門扉に据えられた錠前が全て解かれるまで悠に1分近くかかったかもしれない。満を持してという面持ちで重厚なドアの向こうからブラックボックス研究所所長が顔を突き出す。


所長の執務室は随分と強固なセキュリティを張り巡らせ所内の最奥を占めていた。しかしその重苦しいしつらえと底抜けに対極に、所長は大雑把な出で立ちで構えており何だか暑苦しい。


「所長のダンクルだ。君とはその内握手する日が来るだろうと思ってたぞ、はは」


グローブのような手で所長は遠慮なく俺の背を叩くと、すぐさま握手を求めてその手を振り回した。ごましおの目立つ大きな頭と恰幅の良い腹が眼前を覆う。


「ジャック・ターナーです。お会いできて光栄…」

「そんな勿体ぶった挨拶なんぞ要らん!さあ入った入った!」


所長はがんがんと笑い立てて窮屈そうな白衣を揺らす。本人は少々乱雑な設えの執務室と妙にマッチした風貌だったが、とてもメディアや伝記に名を躍らせる偉人には見えなかった。

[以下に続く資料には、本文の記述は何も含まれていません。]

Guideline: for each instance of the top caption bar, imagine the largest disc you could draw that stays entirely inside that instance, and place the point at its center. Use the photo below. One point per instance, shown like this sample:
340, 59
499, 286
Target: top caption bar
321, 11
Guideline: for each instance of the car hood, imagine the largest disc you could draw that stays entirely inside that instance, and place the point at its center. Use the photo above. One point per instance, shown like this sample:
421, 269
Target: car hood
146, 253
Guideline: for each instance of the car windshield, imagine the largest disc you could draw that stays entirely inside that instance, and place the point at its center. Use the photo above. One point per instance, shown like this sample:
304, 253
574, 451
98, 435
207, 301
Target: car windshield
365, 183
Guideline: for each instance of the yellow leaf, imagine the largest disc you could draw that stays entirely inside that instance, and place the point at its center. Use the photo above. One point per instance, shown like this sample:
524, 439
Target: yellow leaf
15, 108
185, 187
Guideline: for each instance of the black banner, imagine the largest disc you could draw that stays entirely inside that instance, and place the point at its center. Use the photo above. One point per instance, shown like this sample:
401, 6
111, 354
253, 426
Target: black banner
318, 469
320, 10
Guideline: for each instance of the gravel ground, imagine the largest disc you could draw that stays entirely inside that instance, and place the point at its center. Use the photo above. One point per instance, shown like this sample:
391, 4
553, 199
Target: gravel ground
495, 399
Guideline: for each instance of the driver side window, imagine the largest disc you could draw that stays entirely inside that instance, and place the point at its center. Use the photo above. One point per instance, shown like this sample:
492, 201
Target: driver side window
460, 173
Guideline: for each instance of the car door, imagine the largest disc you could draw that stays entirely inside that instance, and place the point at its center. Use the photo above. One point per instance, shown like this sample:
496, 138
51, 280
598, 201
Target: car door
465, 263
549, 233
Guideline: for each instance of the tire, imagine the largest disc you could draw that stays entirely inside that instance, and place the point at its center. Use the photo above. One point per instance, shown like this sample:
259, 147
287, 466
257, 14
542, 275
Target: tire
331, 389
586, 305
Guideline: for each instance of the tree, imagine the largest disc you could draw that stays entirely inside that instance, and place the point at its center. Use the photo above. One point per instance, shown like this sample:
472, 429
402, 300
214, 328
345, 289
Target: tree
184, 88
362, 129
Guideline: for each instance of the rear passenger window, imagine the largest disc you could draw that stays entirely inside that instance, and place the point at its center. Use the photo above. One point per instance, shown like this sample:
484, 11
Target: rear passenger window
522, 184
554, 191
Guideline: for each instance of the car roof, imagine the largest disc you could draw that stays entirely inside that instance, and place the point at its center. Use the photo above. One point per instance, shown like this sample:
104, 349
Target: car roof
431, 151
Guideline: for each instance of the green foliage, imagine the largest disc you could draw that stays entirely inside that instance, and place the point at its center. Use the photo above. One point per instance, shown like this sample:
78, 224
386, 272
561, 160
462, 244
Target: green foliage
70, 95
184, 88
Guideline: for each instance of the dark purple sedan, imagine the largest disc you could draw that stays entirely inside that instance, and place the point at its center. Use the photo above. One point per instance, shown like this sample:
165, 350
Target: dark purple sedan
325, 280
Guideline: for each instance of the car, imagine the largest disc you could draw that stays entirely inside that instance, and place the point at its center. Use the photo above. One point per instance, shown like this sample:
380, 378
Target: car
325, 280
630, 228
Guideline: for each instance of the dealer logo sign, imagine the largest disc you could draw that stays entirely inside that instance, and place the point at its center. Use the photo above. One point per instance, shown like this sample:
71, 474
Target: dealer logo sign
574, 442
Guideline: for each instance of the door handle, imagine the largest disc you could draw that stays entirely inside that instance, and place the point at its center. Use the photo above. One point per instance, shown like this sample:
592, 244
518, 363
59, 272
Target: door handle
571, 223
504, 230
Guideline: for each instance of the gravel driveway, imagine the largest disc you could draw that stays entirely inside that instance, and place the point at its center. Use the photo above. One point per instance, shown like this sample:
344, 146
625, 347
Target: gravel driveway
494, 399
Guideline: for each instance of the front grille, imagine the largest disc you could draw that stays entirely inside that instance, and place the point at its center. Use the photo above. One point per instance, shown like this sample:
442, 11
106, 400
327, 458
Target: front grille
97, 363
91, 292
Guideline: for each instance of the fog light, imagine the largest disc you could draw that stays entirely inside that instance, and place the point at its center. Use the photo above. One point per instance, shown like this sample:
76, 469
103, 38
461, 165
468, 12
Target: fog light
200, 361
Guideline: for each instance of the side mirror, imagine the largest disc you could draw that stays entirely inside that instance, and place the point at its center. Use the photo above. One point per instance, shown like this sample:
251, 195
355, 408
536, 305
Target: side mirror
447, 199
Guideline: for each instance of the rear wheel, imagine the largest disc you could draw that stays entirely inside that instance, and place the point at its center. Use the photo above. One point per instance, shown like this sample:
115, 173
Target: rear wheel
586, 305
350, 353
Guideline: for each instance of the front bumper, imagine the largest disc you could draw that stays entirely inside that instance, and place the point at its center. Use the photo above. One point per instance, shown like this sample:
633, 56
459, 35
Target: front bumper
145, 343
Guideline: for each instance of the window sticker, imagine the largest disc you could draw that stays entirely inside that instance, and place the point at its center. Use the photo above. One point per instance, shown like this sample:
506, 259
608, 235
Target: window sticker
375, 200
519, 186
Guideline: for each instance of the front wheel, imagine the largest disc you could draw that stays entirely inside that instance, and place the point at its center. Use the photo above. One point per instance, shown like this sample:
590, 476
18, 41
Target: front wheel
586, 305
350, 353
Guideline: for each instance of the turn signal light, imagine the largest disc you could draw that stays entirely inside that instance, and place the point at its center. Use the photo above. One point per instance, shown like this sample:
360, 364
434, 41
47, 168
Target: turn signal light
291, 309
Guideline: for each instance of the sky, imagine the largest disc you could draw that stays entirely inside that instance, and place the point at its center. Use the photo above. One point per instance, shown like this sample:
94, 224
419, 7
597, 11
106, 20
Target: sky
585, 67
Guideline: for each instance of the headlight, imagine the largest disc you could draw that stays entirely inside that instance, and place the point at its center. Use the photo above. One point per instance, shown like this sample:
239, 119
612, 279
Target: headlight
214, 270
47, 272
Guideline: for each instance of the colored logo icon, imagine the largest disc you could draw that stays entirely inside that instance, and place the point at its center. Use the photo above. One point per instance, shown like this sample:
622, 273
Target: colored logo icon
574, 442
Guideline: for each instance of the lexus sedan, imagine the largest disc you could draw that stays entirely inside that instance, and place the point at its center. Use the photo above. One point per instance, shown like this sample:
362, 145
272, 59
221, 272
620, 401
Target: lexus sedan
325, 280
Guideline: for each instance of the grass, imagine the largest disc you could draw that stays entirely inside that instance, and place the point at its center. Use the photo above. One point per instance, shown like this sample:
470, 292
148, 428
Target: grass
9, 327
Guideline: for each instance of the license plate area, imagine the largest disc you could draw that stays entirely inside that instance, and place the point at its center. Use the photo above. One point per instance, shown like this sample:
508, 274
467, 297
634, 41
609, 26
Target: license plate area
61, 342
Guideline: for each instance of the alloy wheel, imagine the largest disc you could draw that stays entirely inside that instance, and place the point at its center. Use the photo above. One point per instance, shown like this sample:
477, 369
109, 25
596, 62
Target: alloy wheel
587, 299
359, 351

それこそこの男は教科書にも載る「才人」、「偉人」と称されて久しいのである。

近年『箱』に関する情報が教育現場や公的な情報ツールで取り沙汰されるようになり、長らく、それこそ15世紀もの間、箝口令に近い形で研究所にまつわる情報はあまり公表されていなかった。研究所そのものが200年ほど前まで「暫定政府」として機能を続けていた為に、その支配力が物を言ったのだろう。研究所周辺に戦後根付いたコロニーでは復興の為活躍した技術者の子孫が「良家」として繁栄を続け、その結果研究所が現在の政府に実権を譲るまで遺した悪名は数知れない。その若干根腐れを起こした王国のような悪習に終止符を打ったのがダンクル氏だ。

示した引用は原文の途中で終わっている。